By Mayi Carles
From January 27-31, 2009 a diverse group of 24 entrepreneurial business, government and non-profit leaders between the ages of 30 and 45, self-named CALI-dad (a Spanish play on words meaning both quality and giving), gathered at INCAE, Central America’s leading business school, in Alajuela, Costa Rica, for The Challenge of Leadership seminar, their first in the series of four leadership seminars the comprise the Fellowship.
Guided by Aspen Institute senior moderator – Stace Lindsay along with moderators in training Sylvia Gereda and Margarita Herdocia– Fellows explored the attributes of effective leaders and what effective leaders do and don’t do, examined challenges they are facing as leaders, and identified specific aspects of the their leadership to work on over the coming year.
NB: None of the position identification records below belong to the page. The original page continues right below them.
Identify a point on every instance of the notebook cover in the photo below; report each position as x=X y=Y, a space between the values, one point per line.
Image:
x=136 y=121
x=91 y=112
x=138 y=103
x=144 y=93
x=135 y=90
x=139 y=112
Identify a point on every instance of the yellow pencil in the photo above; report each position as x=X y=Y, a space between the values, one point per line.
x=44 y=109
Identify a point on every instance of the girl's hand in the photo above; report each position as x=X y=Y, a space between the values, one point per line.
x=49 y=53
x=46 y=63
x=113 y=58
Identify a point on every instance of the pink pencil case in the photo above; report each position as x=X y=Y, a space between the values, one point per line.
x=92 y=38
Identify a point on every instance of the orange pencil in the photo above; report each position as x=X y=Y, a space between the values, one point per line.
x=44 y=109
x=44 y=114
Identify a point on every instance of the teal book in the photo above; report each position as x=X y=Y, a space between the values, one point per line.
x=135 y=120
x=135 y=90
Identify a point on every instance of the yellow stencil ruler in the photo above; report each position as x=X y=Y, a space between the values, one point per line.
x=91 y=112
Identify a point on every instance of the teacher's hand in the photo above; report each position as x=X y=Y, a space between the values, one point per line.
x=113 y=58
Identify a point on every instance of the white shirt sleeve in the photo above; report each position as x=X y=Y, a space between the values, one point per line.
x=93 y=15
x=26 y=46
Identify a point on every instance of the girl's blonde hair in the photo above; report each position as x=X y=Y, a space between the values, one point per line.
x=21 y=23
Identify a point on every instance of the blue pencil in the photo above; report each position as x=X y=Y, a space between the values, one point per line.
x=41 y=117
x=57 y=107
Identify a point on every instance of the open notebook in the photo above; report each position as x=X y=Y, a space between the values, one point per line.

Fellows engaged in discussions on leadership prompted by the writings of Lee Kwan Yew, Jean Monnet, Margaret Thatcher, Martin Luther King Jr., Niccolo Machiavelli, Jack Stack, Ricardo Semler, and Ursula LuGuin, among others.
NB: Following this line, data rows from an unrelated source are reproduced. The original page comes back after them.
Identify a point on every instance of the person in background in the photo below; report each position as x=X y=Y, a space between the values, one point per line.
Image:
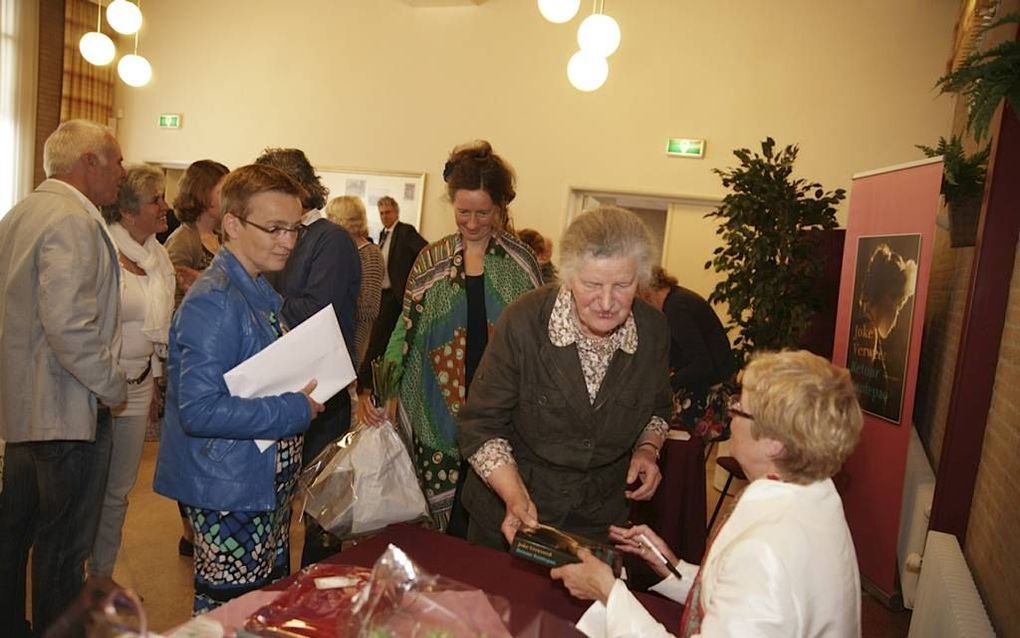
x=196 y=241
x=237 y=496
x=323 y=268
x=783 y=563
x=192 y=248
x=400 y=244
x=543 y=249
x=59 y=325
x=147 y=283
x=700 y=359
x=350 y=212
x=458 y=288
x=570 y=403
A high note of the experience were a series of team building exercises, which helped Fellows break the ice and begin forming the bonds of trust that were crucial for the group’s cohesiveness throughout the week.
Another highlight of the week was an exercise on leadership with the former President of Honduras, Ricardo Maduro (January 2002 – January 2006). The activity was designed to push Fellows to think creatively about complex and ambiguous problems in unfamiliar scenarios, and to motivate them to reach sensible conclusions with the available facts in a short time span. Moderated by Harry Strachan (CALI moderator and former CALI Council Member), Fellows were given a privileged insight into one of Ricardo Maduro’s most critical points in his public service career.
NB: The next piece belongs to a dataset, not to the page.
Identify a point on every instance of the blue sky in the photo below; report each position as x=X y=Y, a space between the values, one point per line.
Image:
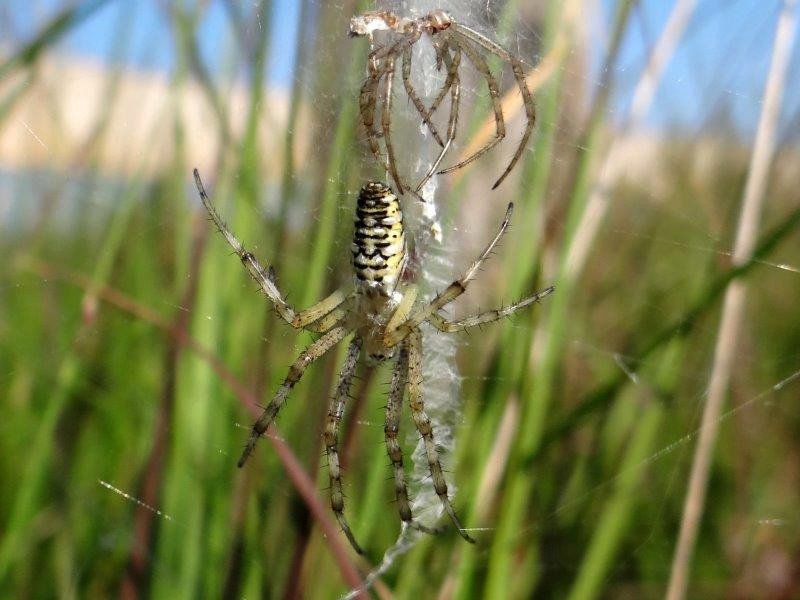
x=719 y=67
CALI Fellows are also members of the Aspen Global Leadership Network (AGLN), a network of nearly 900 Fellows from 44 countries, all of whom have taken an Aspen Institute inspired leadership initiative modeled after the Henry crown Fellowship Program and commit to a project that gives back to their community.
The CALI-dad class will meet again in July for the Aspen Seminar, which they will take with other Fellows from the Aspen Global Leadership Network.